Günümüzde tüm görkemi ile neredeyse ayakta olan ‘Anavarza Zafer Kapısı’ son derece özel!

24,5 m. genişlik ve 10,5 m. yükseklik ile ‘Roma İmparatorluğu’nda en özel anıtsal kent kapılarından birisi!

3 kemer, 8 ayağın üstünde yükselmiş; 6 sütun da bu oluşuma destek vermiş…

‘Zafer Takı’ ya da kapısı deniyor; halkın kullanması yasak! Sadece imparatorluk yetkilileri kullanıyor burayı; döneminde…

Peki neden?

Çünkü, zaferleri onlar kazanıyor!
Buraya bir nokta koyalım… Kazanılan zaferlerde halkın hiç mi payı yok? İşte burası düşündürücü?

Kentte hala ayakta olan, sadece halkın kullanabildiği giriş çıkış kapıları da söz konusu.

‘Adana Müze Müdürlüğü’ tarafından organize edilen, ‘Çukurova Üniversitesi’ öğretim üyesi ‘Fatih Gülşen’ tarafından yürütülmüş kazı çalışmalarında büyük kitlelere ulaşılamamış! Çalışmalar sürüyor ama…

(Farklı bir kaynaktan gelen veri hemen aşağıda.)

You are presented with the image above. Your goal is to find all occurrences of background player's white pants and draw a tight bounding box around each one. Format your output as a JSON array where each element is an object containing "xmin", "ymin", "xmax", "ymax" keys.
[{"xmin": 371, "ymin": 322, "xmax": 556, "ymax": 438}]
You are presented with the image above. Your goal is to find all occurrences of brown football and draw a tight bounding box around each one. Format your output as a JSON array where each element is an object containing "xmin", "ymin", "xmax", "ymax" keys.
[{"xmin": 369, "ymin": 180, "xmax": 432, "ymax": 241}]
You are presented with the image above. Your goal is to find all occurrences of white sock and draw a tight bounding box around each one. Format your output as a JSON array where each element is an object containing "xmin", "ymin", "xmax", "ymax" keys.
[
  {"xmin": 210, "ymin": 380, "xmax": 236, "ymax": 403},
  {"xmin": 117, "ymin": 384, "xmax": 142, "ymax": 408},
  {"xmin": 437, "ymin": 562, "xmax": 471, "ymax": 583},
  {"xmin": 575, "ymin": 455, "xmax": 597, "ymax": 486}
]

Ne yazık ki depremler bölgede çok fazla ve bu çabayı aksatıyor!

Kent ile ilgili ‘Roma İmparatorluğu’ hakimiyeti öncesine ilişkin bilgiler kısıtlı! 

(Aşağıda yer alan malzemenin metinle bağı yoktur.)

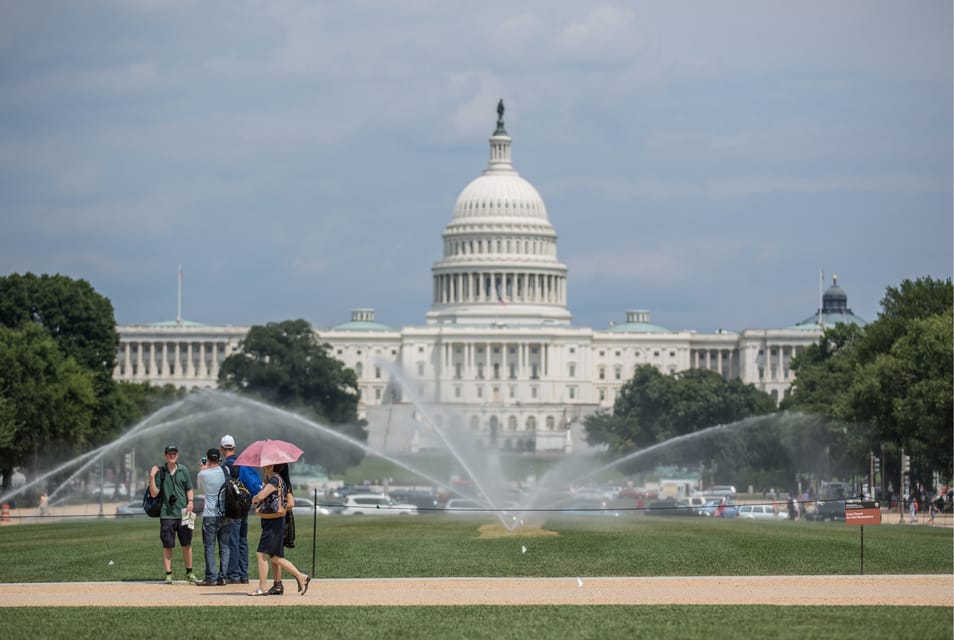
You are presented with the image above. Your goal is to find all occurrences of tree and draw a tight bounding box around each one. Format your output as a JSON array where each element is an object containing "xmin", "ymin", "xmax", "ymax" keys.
[
  {"xmin": 218, "ymin": 319, "xmax": 366, "ymax": 473},
  {"xmin": 0, "ymin": 273, "xmax": 119, "ymax": 444},
  {"xmin": 0, "ymin": 323, "xmax": 97, "ymax": 491},
  {"xmin": 584, "ymin": 365, "xmax": 776, "ymax": 476},
  {"xmin": 785, "ymin": 277, "xmax": 953, "ymax": 482}
]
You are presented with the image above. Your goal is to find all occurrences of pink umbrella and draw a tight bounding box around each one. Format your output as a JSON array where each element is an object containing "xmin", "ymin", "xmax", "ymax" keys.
[{"xmin": 233, "ymin": 439, "xmax": 304, "ymax": 467}]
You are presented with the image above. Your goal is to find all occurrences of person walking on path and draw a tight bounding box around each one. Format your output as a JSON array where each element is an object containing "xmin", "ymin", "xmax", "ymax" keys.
[
  {"xmin": 195, "ymin": 448, "xmax": 232, "ymax": 586},
  {"xmin": 220, "ymin": 435, "xmax": 262, "ymax": 585},
  {"xmin": 149, "ymin": 443, "xmax": 198, "ymax": 584},
  {"xmin": 247, "ymin": 464, "xmax": 310, "ymax": 597}
]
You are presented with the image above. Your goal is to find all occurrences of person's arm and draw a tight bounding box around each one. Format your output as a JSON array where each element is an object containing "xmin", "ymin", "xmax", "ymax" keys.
[
  {"xmin": 149, "ymin": 466, "xmax": 160, "ymax": 498},
  {"xmin": 252, "ymin": 481, "xmax": 276, "ymax": 506}
]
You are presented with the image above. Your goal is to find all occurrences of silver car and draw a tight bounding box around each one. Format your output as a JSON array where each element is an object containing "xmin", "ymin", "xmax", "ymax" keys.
[
  {"xmin": 340, "ymin": 493, "xmax": 418, "ymax": 515},
  {"xmin": 737, "ymin": 504, "xmax": 787, "ymax": 520}
]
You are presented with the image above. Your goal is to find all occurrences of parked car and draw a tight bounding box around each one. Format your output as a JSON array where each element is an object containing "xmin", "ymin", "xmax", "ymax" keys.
[
  {"xmin": 389, "ymin": 489, "xmax": 441, "ymax": 514},
  {"xmin": 703, "ymin": 485, "xmax": 737, "ymax": 499},
  {"xmin": 443, "ymin": 498, "xmax": 489, "ymax": 515},
  {"xmin": 697, "ymin": 499, "xmax": 740, "ymax": 518},
  {"xmin": 291, "ymin": 496, "xmax": 330, "ymax": 518},
  {"xmin": 805, "ymin": 499, "xmax": 846, "ymax": 522},
  {"xmin": 340, "ymin": 493, "xmax": 418, "ymax": 515},
  {"xmin": 738, "ymin": 504, "xmax": 787, "ymax": 520},
  {"xmin": 645, "ymin": 498, "xmax": 696, "ymax": 517}
]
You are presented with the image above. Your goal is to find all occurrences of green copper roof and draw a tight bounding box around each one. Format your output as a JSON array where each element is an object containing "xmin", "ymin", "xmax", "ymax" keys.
[{"xmin": 330, "ymin": 320, "xmax": 394, "ymax": 332}]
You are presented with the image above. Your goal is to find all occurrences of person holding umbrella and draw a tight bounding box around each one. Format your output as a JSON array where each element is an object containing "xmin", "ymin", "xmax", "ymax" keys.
[{"xmin": 234, "ymin": 440, "xmax": 311, "ymax": 597}]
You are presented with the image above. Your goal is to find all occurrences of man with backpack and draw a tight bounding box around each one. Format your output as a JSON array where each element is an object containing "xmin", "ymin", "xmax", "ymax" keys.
[
  {"xmin": 220, "ymin": 435, "xmax": 262, "ymax": 585},
  {"xmin": 195, "ymin": 448, "xmax": 232, "ymax": 586},
  {"xmin": 149, "ymin": 443, "xmax": 198, "ymax": 584}
]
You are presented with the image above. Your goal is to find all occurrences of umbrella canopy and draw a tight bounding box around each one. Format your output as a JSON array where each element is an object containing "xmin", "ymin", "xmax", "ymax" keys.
[{"xmin": 233, "ymin": 439, "xmax": 303, "ymax": 467}]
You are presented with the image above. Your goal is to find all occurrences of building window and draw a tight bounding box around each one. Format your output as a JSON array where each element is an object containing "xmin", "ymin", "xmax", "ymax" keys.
[
  {"xmin": 568, "ymin": 364, "xmax": 576, "ymax": 377},
  {"xmin": 598, "ymin": 367, "xmax": 605, "ymax": 380},
  {"xmin": 599, "ymin": 389, "xmax": 605, "ymax": 401},
  {"xmin": 355, "ymin": 362, "xmax": 363, "ymax": 377},
  {"xmin": 375, "ymin": 367, "xmax": 381, "ymax": 379},
  {"xmin": 509, "ymin": 386, "xmax": 516, "ymax": 399},
  {"xmin": 568, "ymin": 386, "xmax": 576, "ymax": 399},
  {"xmin": 615, "ymin": 367, "xmax": 622, "ymax": 380},
  {"xmin": 546, "ymin": 416, "xmax": 555, "ymax": 430},
  {"xmin": 526, "ymin": 416, "xmax": 536, "ymax": 431},
  {"xmin": 531, "ymin": 386, "xmax": 538, "ymax": 399},
  {"xmin": 508, "ymin": 416, "xmax": 517, "ymax": 431},
  {"xmin": 375, "ymin": 388, "xmax": 381, "ymax": 400},
  {"xmin": 477, "ymin": 386, "xmax": 483, "ymax": 398},
  {"xmin": 455, "ymin": 386, "xmax": 461, "ymax": 399}
]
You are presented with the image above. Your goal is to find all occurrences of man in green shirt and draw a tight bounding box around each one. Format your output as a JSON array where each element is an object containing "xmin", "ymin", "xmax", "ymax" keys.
[{"xmin": 149, "ymin": 444, "xmax": 198, "ymax": 584}]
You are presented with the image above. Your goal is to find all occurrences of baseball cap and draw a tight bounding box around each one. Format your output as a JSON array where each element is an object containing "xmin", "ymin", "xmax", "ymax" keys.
[
  {"xmin": 206, "ymin": 448, "xmax": 221, "ymax": 462},
  {"xmin": 164, "ymin": 444, "xmax": 179, "ymax": 454},
  {"xmin": 220, "ymin": 435, "xmax": 236, "ymax": 449}
]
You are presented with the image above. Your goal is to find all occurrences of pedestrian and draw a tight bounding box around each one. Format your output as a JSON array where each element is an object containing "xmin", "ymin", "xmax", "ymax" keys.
[
  {"xmin": 220, "ymin": 434, "xmax": 262, "ymax": 585},
  {"xmin": 909, "ymin": 498, "xmax": 918, "ymax": 523},
  {"xmin": 265, "ymin": 463, "xmax": 296, "ymax": 595},
  {"xmin": 149, "ymin": 443, "xmax": 198, "ymax": 584},
  {"xmin": 928, "ymin": 501, "xmax": 937, "ymax": 526},
  {"xmin": 247, "ymin": 464, "xmax": 310, "ymax": 597},
  {"xmin": 38, "ymin": 492, "xmax": 49, "ymax": 518},
  {"xmin": 195, "ymin": 448, "xmax": 232, "ymax": 586}
]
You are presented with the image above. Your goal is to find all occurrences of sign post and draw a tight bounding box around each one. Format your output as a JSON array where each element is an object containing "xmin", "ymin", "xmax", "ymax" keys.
[{"xmin": 845, "ymin": 500, "xmax": 881, "ymax": 575}]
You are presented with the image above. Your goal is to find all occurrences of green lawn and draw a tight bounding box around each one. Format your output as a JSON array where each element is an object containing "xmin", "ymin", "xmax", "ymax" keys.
[{"xmin": 1, "ymin": 516, "xmax": 951, "ymax": 640}]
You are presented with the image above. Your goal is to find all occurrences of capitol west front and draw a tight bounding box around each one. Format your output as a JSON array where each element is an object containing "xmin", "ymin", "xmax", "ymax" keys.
[{"xmin": 115, "ymin": 107, "xmax": 864, "ymax": 454}]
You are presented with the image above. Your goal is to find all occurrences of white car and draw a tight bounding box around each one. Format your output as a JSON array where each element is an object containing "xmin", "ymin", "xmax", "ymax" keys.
[
  {"xmin": 340, "ymin": 493, "xmax": 418, "ymax": 515},
  {"xmin": 738, "ymin": 504, "xmax": 787, "ymax": 520},
  {"xmin": 291, "ymin": 496, "xmax": 330, "ymax": 518}
]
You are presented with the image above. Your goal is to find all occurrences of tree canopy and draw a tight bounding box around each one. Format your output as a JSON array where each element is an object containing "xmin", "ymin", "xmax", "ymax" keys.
[
  {"xmin": 584, "ymin": 366, "xmax": 777, "ymax": 477},
  {"xmin": 217, "ymin": 319, "xmax": 366, "ymax": 473},
  {"xmin": 784, "ymin": 276, "xmax": 953, "ymax": 481},
  {"xmin": 0, "ymin": 323, "xmax": 97, "ymax": 490}
]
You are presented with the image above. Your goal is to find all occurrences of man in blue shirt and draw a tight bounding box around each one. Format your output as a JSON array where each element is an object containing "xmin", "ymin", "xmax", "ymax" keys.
[
  {"xmin": 195, "ymin": 448, "xmax": 231, "ymax": 586},
  {"xmin": 220, "ymin": 435, "xmax": 262, "ymax": 584}
]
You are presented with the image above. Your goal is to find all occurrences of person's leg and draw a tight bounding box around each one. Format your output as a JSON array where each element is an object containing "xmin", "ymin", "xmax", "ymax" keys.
[
  {"xmin": 217, "ymin": 518, "xmax": 231, "ymax": 581},
  {"xmin": 238, "ymin": 516, "xmax": 250, "ymax": 580},
  {"xmin": 252, "ymin": 552, "xmax": 270, "ymax": 592},
  {"xmin": 201, "ymin": 517, "xmax": 217, "ymax": 581},
  {"xmin": 274, "ymin": 557, "xmax": 310, "ymax": 595},
  {"xmin": 226, "ymin": 518, "xmax": 241, "ymax": 580},
  {"xmin": 162, "ymin": 547, "xmax": 173, "ymax": 572}
]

I.O. 1.Y.Y.’da ‘Roma’lıların ele geçirdiği bir kent burası!

Bilgiler az olsa da buradaki yerel bir yöneticiye emanet etmişler kenti!  TARKOM DI MOTOSA… Çok bilgi yok buna dair!

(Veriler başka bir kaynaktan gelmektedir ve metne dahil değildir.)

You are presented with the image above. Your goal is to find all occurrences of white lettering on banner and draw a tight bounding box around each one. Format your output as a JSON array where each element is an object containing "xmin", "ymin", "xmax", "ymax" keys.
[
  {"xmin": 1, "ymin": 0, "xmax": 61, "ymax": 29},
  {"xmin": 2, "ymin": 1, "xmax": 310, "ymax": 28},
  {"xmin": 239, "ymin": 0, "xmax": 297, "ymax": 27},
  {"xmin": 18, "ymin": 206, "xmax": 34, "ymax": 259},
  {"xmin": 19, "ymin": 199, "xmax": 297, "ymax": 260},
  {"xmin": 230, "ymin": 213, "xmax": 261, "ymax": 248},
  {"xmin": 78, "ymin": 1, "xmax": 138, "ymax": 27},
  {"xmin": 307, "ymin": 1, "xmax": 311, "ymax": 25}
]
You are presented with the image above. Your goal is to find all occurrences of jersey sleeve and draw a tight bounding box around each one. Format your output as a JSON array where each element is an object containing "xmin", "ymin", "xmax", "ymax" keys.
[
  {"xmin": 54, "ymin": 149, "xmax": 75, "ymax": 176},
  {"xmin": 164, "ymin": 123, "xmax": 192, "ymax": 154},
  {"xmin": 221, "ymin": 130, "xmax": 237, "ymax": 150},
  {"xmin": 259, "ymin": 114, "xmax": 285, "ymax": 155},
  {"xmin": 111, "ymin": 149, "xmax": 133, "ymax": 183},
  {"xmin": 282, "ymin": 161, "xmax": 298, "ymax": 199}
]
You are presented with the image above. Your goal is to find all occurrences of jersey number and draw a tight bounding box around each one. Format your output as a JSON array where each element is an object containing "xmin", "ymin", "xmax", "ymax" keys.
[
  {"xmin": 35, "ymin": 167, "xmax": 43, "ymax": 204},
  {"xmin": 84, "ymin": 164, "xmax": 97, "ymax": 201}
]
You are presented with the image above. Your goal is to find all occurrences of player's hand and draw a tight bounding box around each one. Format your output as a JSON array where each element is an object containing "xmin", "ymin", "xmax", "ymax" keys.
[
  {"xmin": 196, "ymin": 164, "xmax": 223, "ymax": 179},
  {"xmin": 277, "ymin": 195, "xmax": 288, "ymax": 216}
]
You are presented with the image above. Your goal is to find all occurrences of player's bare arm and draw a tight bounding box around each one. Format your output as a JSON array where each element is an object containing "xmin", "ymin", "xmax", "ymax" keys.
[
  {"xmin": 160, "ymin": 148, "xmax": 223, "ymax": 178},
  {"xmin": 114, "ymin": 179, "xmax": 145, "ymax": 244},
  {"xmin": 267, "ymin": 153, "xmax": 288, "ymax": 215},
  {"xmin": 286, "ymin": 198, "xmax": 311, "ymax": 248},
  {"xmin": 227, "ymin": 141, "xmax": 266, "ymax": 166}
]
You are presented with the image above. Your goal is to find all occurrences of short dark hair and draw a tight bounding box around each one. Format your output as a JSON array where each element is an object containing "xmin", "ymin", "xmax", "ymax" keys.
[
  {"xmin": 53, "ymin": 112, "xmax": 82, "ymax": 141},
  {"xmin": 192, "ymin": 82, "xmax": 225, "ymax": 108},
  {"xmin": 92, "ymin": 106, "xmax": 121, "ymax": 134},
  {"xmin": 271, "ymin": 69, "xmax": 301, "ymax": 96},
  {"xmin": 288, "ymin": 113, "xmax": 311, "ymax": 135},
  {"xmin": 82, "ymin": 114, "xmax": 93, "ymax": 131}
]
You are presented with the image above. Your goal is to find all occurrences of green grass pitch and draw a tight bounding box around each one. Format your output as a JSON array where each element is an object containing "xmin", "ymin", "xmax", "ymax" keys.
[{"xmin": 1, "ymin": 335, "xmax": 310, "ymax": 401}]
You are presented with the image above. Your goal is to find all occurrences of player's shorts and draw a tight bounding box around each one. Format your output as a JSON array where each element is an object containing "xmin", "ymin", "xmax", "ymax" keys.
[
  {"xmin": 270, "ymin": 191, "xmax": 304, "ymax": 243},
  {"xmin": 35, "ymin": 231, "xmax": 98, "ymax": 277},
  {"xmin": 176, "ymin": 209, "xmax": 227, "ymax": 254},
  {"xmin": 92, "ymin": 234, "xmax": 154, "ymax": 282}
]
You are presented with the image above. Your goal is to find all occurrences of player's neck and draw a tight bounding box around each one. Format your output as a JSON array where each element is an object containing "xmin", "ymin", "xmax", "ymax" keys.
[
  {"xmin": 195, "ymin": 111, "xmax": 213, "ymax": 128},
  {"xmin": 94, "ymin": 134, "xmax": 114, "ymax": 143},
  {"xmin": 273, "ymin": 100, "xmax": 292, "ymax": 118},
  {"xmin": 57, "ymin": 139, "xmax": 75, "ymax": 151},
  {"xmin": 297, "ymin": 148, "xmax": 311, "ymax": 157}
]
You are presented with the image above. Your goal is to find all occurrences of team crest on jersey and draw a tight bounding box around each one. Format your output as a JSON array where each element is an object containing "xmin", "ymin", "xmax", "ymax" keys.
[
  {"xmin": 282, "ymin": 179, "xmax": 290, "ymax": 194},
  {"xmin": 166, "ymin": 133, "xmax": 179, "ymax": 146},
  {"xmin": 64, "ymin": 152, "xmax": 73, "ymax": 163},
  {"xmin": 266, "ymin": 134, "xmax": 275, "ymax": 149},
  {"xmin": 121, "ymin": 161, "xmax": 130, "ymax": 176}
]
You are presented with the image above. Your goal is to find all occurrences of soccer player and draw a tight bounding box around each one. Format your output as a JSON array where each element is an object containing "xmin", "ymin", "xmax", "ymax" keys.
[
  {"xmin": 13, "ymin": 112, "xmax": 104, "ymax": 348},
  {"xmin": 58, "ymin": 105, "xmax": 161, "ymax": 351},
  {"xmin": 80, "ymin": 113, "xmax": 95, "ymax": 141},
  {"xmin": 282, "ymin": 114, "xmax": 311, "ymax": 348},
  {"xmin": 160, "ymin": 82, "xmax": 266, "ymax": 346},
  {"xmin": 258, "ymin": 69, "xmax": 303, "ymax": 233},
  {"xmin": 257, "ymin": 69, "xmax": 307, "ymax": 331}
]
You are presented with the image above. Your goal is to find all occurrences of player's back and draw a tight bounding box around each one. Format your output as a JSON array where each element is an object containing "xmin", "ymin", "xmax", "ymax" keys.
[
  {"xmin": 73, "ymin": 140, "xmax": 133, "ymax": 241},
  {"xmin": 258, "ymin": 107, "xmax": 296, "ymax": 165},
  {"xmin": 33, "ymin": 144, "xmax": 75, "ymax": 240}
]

O dönemlerde; 100 bin ‘Romalı’nın burada yaşadığı bilgisi var! Düşündürücü!

I.S. 3.Y.Y.’da ‘Metropolis’ ünvanını alan ‘Anavarza’, çok sonraları ‘Bizans’ın Kars ve civarında fethettiği topraklardan getirilen ‘Ermeniler’le iskan edilmiş!

‘Zafer takı’ sonrasında kente ilk girilen yol duble! Böylesi; tarihin o dönemi için çok özel; zira benzeri yok…

Yol; ikili geliş ve gidişli… 34 m. en ve yaklaşık 2,5 km. uzunluğa sahip bir yapı! Dönemi için, en görkemli duble yol!

Çevresinde de kentin alış veriş merkezi varmış, meydanı ile… Yani Agora!  Ne yazık ki çok az buluntu ile günümüzde… Belki ilerleyen kazı çalışmaları ile çok daha fazla buluntu günümüz insanlığı ile buluşur?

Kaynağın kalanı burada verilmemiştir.